The Business Year

Hamad Al Kuwari

QATAR - Health & Education

Pillars of Eternity

Managing Director, Qatar Science and Technology Park (QSTP)


Hamad Al Kuwari is the Managing Director of Qatar Science and Technology Park (QSTP). He holds a degree in mechanical engineering from McNeese State University, Louisiana, and an MBA from Qatar University. Before joining QSTP, he was the Head of Mechanical Maintenance and Head of Maintenance support at ORYX GTL. He began his career at QP in the offshore projects department and then the major projects department. He is on the Board of Trustees of Qatar Academy Sidra and is also a member of the limited tender committee of Qatar Foundation, as well as the Chairman of Qatar Science & Technology S.P.C. He also served as board member on the Joint Advisory Board (JAB) for Texas A&M University in Qatar.

Qatar aims to be a global leader in innovative product development. What are Qatar’s competitive strengths in this context, and in which fields is it suited to excel globally? QTSP […]

Qatar aims to be a global leader in innovative product development. What are Qatar’s competitive strengths in this context, and in which fields is it suited to excel globally?

QTSP is part of a larger family that includes the Qatar Foundation, which is founded upon three main pillars: education, science, and community development. In terms of the science pillar, we have Qatar Foundation Research and Development, of which QSTP is a part, and we add value to that innovation value chain across the whole ecosystem of innovation in Qatar. In terms of Qatar’s areas of expertise and competitive advantages, the R&D community has drafted the Qatar National Research Strategy 2012. The strategy is founded on four main pillars, three of which are directly related to QSTP and one to social sciences. The first pillar is energy and environment, the second is computing, and the third pillar is biomedical. We are particularly committed to supporting solutions for important issues in energy security, water security, cyber security, and such health issues as diabetes. Qatar can leverage its long history, legacy, and experience in oil and gas, so that is one of the main areas where we have a competitive advantage and can make a huge impact from a technology and innovation perspective, as well as in terms of eventual commercialization. That of course does not mean that we will only be developing products, innovations, and research in oil and gas. Our research results and research community efforts will guide the way. The outcome of that applied research provides the inlet for the QSTP to take it on the commercial route.

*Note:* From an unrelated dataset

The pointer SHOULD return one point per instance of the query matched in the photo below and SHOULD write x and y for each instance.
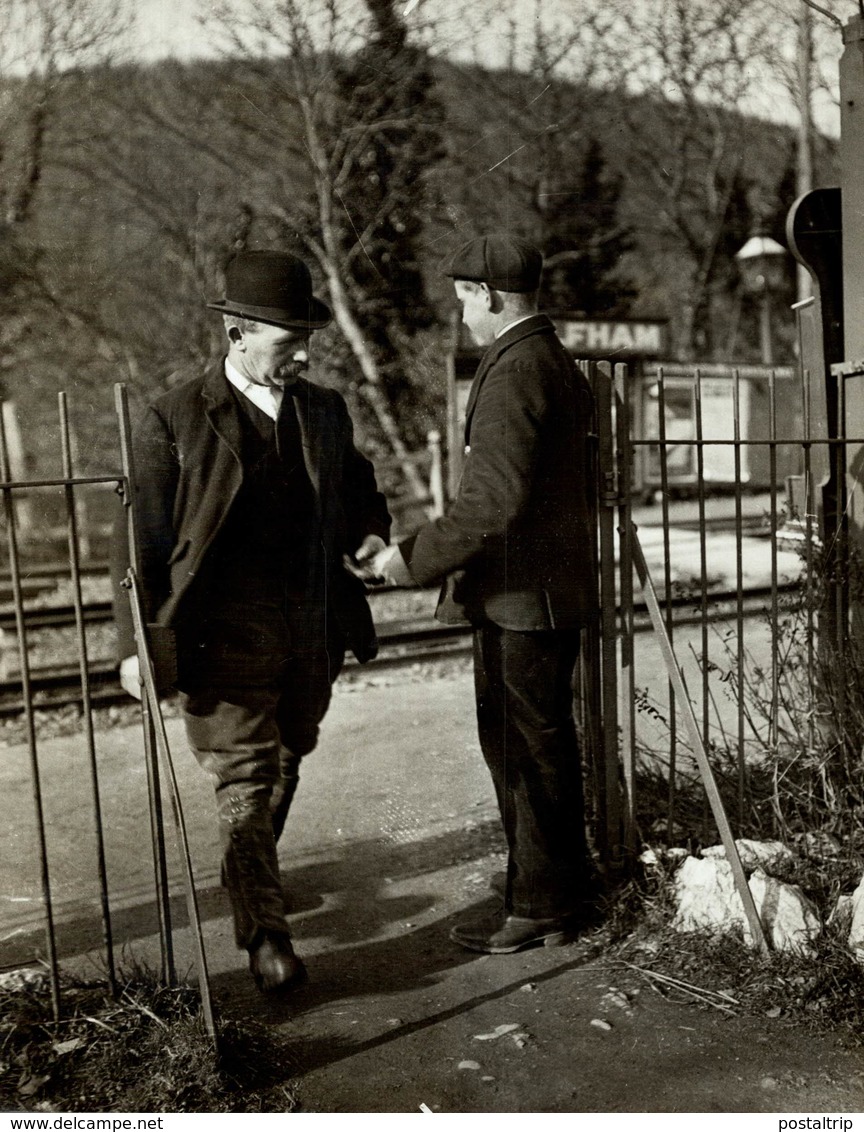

What type of products does the market most need right now?

Identifying what the market needs is challenging. The market ultimately drives itself. Some things are pushed to the market, while other things are pulled by the market. Particularly in ICT, the model of pushing things like software and apps into the market seems to work well. We just finished our second cohort and have begun our third cohort. It is good to see how this program is attracting entrepreneurs with good ideas. Our first cohort had 27 applicants, the second cohort had 53, and the third cohort had 107. Due capacity, we can accept only 15 ideas per cohort, and we have two cohorts per year. The more applicants that we have, the better chance that there will be good ideas. Some projects in the first and second cohort will move into our incubator to take their technology further, and they will receive all the support that QSTP has to offer.

Do you have plans for any more physical expansion or development?

We are currently at 83% occupancy, so there are expansion plans and the construction of our new building, Tech 4, is already underway. Tech 4 is a different style of building workshop, and is designed to cater for heavy and high-vibration equipment, creating more of a workshop environment.

How do you find an ideal balance in terms occupancy between local start-ups and multinational tech players?

Our vision is to be recognized as an international hub for applied research, innovation, and entrepreneurship. Once we got the numbers in that endeavor and across different fields, we attracted small start-ups. Our Business Connect event is all about bringing together big companies and start-ups, hosting workshops, fostering dialogue and communication, building connections and networks, and creating synergies. We have always sought that fine balance, because that is the key to success in what we are trying to accomplish.

What is your outlook for QSTP in 2016?

It is going to be a busy year. Oil prices will remain a global and local challenge, which only reinforces our efforts to build a knowledge-based economy. With a knowledge-based economy, we will no longer be beholden to fluctuating commodity prices. We are aware of how important our mission is, and this puts a lot more pressure on us, but this is a good thing. In 2016, we will continue supporting the incubation of start-ups and entrepreneurs, building synergies and partnerships, and working toward the creation of a knowledge-based economy and society.